By Brian Zimbler - May 1, 2017
It’s all well and good to believe I’m one with everything my wife and I are taking a Meditation Basics class you should’ve seen the look the teacher gave me for a loud fart I did take a class on Southeast Asian Traditions and Cultures in college and wrote a A- paper about how everything in the whole world is a blueness, and sometimes I am able to get there, usually right after I’ve had coffee in the morning and I’m like if I die this moment I am dying at the precise moment when I am myself but other times, mostly before bed, I cannot imagine it, and I am scared I won’t wake up the next day, and my head on my pillow feels as arbitrary and flimsy as Saran.

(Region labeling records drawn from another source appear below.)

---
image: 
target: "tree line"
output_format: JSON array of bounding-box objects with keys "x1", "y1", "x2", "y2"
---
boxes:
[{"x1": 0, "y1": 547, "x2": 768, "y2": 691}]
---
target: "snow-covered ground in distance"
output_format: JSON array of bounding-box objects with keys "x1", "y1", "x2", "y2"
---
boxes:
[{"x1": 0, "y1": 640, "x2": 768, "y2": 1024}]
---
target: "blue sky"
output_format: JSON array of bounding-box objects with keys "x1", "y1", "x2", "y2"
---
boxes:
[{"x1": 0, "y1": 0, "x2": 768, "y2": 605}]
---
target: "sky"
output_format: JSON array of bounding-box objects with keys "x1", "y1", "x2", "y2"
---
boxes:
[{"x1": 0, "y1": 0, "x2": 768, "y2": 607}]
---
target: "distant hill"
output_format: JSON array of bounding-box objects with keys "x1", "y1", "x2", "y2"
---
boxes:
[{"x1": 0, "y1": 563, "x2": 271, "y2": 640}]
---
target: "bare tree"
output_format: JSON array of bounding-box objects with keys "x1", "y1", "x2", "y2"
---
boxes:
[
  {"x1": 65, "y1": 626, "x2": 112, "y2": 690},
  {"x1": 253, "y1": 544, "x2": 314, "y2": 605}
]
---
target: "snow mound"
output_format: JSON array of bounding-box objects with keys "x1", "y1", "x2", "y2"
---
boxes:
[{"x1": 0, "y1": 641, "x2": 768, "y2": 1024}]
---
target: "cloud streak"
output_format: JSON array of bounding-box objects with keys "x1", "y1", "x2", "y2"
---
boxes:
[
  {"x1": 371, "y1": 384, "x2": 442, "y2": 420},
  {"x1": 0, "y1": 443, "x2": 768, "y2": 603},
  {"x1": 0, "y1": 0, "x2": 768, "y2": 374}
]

My dad Irving, who is 73, has always had a very interesting way of talking about dying. It is exceptionally hard to be a Buddhist social worker when your dad is both a cancer doctor God and a scaredy cat and you’ve always wanted to be just like him.
My dad’s on FaceTime with me, my wife, and my daughter last week and literally right in the middle of us zoning out as he asks us about making plans for this or that Jewish holiday he drops: “So, I’m being called in for a meeting with the big cheeses on Friday.”
There it is in his tone. My wife hands the phone to me and takes Bella into the other room, as I was often, as a kid, taken into the other room. It does not protect us, unfortunately, to be taken into other rooms; would that it did; it makes us frail and more afraid.
“Wait . . . Dad, you didn’t even use any transitional words, there . . .”
“I don’t think it’s me getting shit-canned it’s more bureaucratic bullshit . . .”
“Wait . . . are we talking about . . ?”
“Yeah, this is where they say, ‘Dr. Tzim, you have to do nights and weekends like everyone else.’ I talked to Dr. Silverstein and you know he’s a macher (Yiddish for “big deal”) and he’s still taking calls at 2, 3 in the morning . . .”
“So, wait, Pop, what is . . ?”
“I’m not doing that.”
“OK.” I look at my dad on FaceTime. It’s difficult to say what he looks like with the slats of the updated Venetians in white behind him like the afterlife and his face like a child and his mask of being totally OK fastened to his jawline. Our Meditation teacher says, “What if you didn’t try so hard to get ground under your feet all the time? What about groundlessness?” The blinds behind my father have a slight transparency.
“Is there any compromising like is there a number you’ll go down to if they let you off the hook for the on-calls?”
“This isn’t a person with a soul we’re talking about, Hen, this is a machine. They don’t see me as adding value. They see me as . . .”
“OK but is there any way you would do the calls like if they said one night a week?”
“I’m not going backwards.”
I take a deep breath. Another deep breath. His face is serene.
“I’m fine with it,” he says.
I weigh pulling the blanket off showing him that this is what systems do to people of a certain age, as if showing him the machinery in its birthday suit would incite him to revolt; but I realize, like when I really want to scoop Bella up and hug her but she doesn’t want to be hugged, I realize the revelation would be for me and not for him.
“So then this is a moment, Pop.”
“Myrn, tell Henry how many offers I get a week from opportunities . . .”
The FaceTime swings and my mother does high eyebrows and an oversized nod spinning the salad. Then it swings back.
“I know but this will be the end of, I feel like this will be the end of you being a doctor in this capacity in you know the community.”
“I’m not retiring.”
“I know. I know.”
“I’m not telling my patients I’m retiring.”
“They’re gonna freak.”
“I’m just taking the next step.”
This is how me and my dad talk about it. Of course I don’t yell or cry into the FaceTime that this is not a phone and that this is not my Brooklyn and that is not your Lee and there is no distance because I’m with you and of course I don’t just hold him in my arms the way I yearned to be held by him as a kid the way I assumed he held his patients with such deep tenderness stroking over where the sides of his salt and pepper hair meet his bald head, and his cheeks, and his mustache, and the skin of his gizzard because yes yes I resonate with Eastern philosophy and I get that he will never really be gone from me but nevertheless it’s just too hard to be mindful on the day you see your dad be made no big deal.